I draw a lot more. Let $K$ be the midpoint of $AD$ . $\angle OKP = \angle OBP = 90^\circ$ , which means $OKBP$ is concylic, so $\angle BKP = \angle BOP = \angle BAC$ . Moreover, $\angle BDK = \angle BCA$ , so we have $\Delta BKD$ and $\Delta BAC$ are similar. 'Cause $K$ and $M$ are midpoints of $AD$ and $BC$ , respectively, we also have $\Delta BAD$ and $\Delta MAC$ are similar, which means $\angle BAD = \angle MAC$ , or $AD$ is the symmedian of triangle $ABC$ .

Now, look at the diagram again. Triangle $ABC$ with tangents at $B$ and $C$ cutting at $P$ , then $AP$ is symmedian. What about triangle $DBC$ ? It has tangents at $B$ and $C$ also cutting at $P$ , then $DP$ is also symmedian. That small thing gives us $\angle BDA = \angle MDC$ , or ${\color{#D61F06}\angle \color{#D61F06}B\color{#D61F06}D\color{#D61F06}M \color{#D61F06}= \color{#D61F06}\angle \color{#D61F06}A\color{#D61F06}D\color{#D61F06}C} = \dfrac12\angle AOC$ . Hence, $\angle AOC =54^\circ$ .

Another way to solve the problem, if you don't realize $DA$ is the symmedian of triangle $DBC$ , is by using the point $E$ , which is the intersection of $AM$ and the circle. $\angle BAD = \angle EAC$ means $\stackrel \frown{BD} = \stackrel \frown{EC} \Rightarrow BCED$ is a trapezium.
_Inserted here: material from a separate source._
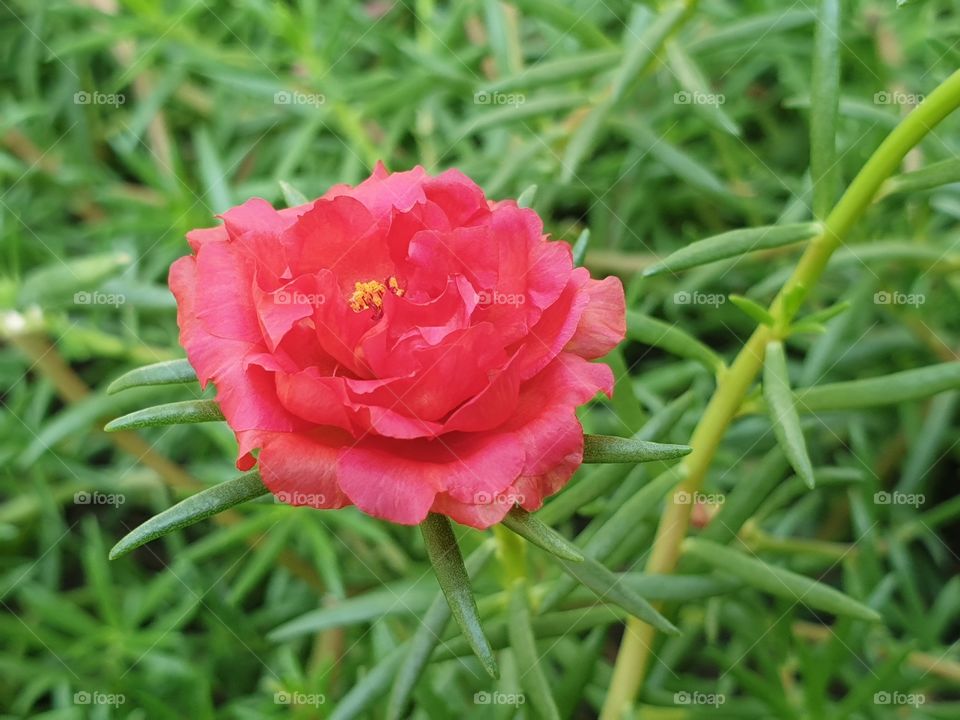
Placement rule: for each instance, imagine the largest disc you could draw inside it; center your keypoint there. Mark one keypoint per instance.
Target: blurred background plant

Hence, triangles $BDM$ and $CEM$ are congruent, which also gives us ${\color{#D61F06}\angle \color{#D61F06}B\color{#D61F06}D\color{#D61F06}M \color{#D61F06}= \angle CEM = \color{#D61F06}\angle \color{#D61F06}A\color{#D61F06}D\color{#D61F06}C}$ (match with the upper red part).

Note: After reading the solution, you may find out that $AB$ is tangent to the circumcircle of $BDM$ . In fact, this problem is not original. What it asks is to prove the upper thing.

General formula: the measure of the angle AOC is equal to double the measure of the angle BDM.